Damas a vraiment pris tout son temps avant d’accepter de recevoir le chef de la diplomatie française, Bernard Kouchner.
Dans un premier temps, la Syrie a purement et simplement annulé la visite de Kouchner à Damas après les «critiques menaçantes» formulées à l’égard de la Syrie par le «French Doctor», qui a accusé-un peu vite- les autorités syriennes d’acheminer des missiles «Scud» au Hezbollah libanais. Bernard Kouchner n’a pu mettre les pieds à Damas qu’après deux coups de fil insistants du président Nicolas Sarkozy à son homologue Bachar Al Assad avec qui il entretient d’excellentes relations. Le président français a par ailleurs tenu a remercier « son ami Bachar » pour les efforts entrepris par son pays pour la libération de Clotilde Reiss accusée d’espionnage en Iran. Entre les deux hommes, c’est Claude Guéant qui fait office de missi dominici, se rendant souvent en Syrie dans le plus grand secret afin d’entretenir le dialogue permanent. C’est d’abord en réaction à Chirac que Sarkozy a très tôt ressenti le besoin de se rapprocher de la Syrie, comme pour exorciser la relation privilégiée qu’entretenait son prédécesseur avec le Liban, et que l’actuel président trouvait trop « déséquilibrante » pour la politique étrangère de l’hexagone dans la région.

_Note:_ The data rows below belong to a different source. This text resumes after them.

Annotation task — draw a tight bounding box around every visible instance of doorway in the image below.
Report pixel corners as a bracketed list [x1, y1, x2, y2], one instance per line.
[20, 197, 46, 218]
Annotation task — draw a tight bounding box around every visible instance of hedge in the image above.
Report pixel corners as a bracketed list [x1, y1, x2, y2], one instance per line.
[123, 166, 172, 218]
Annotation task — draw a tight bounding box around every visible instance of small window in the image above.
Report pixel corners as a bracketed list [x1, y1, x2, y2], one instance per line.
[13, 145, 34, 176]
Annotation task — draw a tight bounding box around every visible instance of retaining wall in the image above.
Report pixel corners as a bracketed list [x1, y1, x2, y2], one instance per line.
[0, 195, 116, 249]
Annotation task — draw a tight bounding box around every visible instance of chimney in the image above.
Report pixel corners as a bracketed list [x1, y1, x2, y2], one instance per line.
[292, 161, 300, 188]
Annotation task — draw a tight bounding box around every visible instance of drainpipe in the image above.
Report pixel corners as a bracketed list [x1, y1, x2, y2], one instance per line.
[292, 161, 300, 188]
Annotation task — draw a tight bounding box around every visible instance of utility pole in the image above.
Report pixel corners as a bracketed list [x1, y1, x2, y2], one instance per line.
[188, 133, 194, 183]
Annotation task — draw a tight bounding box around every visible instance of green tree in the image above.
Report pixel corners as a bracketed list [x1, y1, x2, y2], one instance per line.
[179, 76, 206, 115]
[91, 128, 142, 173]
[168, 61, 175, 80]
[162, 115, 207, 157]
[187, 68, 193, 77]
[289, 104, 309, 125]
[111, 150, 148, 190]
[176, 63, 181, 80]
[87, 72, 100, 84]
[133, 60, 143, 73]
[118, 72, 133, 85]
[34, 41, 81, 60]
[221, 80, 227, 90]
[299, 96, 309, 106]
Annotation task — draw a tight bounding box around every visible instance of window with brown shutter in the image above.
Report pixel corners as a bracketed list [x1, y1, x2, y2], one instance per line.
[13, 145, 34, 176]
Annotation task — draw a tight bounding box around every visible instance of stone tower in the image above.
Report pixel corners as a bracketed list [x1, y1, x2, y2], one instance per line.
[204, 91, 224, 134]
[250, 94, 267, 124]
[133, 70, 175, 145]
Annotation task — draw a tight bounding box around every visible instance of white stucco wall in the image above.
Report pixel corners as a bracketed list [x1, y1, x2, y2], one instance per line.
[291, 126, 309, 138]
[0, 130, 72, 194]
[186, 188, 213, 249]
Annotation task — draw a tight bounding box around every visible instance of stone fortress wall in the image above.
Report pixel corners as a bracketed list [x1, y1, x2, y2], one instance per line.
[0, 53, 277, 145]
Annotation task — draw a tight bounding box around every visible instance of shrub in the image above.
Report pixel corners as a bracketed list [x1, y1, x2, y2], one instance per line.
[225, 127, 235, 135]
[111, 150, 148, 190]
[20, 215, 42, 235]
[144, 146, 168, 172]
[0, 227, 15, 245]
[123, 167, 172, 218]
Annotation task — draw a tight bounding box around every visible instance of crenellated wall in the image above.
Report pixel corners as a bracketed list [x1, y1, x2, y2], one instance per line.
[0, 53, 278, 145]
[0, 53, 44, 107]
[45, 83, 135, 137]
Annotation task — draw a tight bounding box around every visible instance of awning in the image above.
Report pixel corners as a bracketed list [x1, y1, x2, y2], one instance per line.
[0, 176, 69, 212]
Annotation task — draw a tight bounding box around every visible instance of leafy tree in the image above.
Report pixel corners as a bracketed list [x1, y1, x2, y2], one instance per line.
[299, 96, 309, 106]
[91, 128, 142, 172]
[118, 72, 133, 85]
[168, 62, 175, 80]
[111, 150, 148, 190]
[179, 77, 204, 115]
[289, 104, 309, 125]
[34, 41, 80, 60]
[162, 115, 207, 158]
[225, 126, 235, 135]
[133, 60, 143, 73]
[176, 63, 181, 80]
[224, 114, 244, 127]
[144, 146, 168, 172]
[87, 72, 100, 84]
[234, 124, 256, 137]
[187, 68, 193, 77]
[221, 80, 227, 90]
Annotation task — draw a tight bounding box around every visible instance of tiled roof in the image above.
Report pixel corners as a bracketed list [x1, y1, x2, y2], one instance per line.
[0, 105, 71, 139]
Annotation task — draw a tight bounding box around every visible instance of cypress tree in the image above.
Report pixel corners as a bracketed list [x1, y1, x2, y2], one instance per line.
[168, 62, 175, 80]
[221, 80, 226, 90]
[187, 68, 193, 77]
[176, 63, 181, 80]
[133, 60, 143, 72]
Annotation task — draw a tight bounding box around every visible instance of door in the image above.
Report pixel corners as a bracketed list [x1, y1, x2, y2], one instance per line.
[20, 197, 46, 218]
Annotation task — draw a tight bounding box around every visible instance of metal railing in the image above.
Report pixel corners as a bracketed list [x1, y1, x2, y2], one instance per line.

En dépit de ces intentions conciliantes, les Syriens – qui estiment que Kouchner a une position pro-israélienne- lui ont infligé une leçon humiliante lors de son passage à Damas. Ceux qui ont assisté à l’audience qui lui a été accordée par Bachar Al Assad ont indiqué que ce dernier était tout le long de l’entretien impassible et distant. Il ne répondait que très rarement aux propos du ministre français. A la fin de la rencontre, le chef d’Etat syrien est devenu plus loquace et a déclaré aux journalistes présents au Palais des Mouhajirines que «l’Occident doit savoir que les temps ont changé, et qu’il ne peut plus imposer ses lois dans notre région».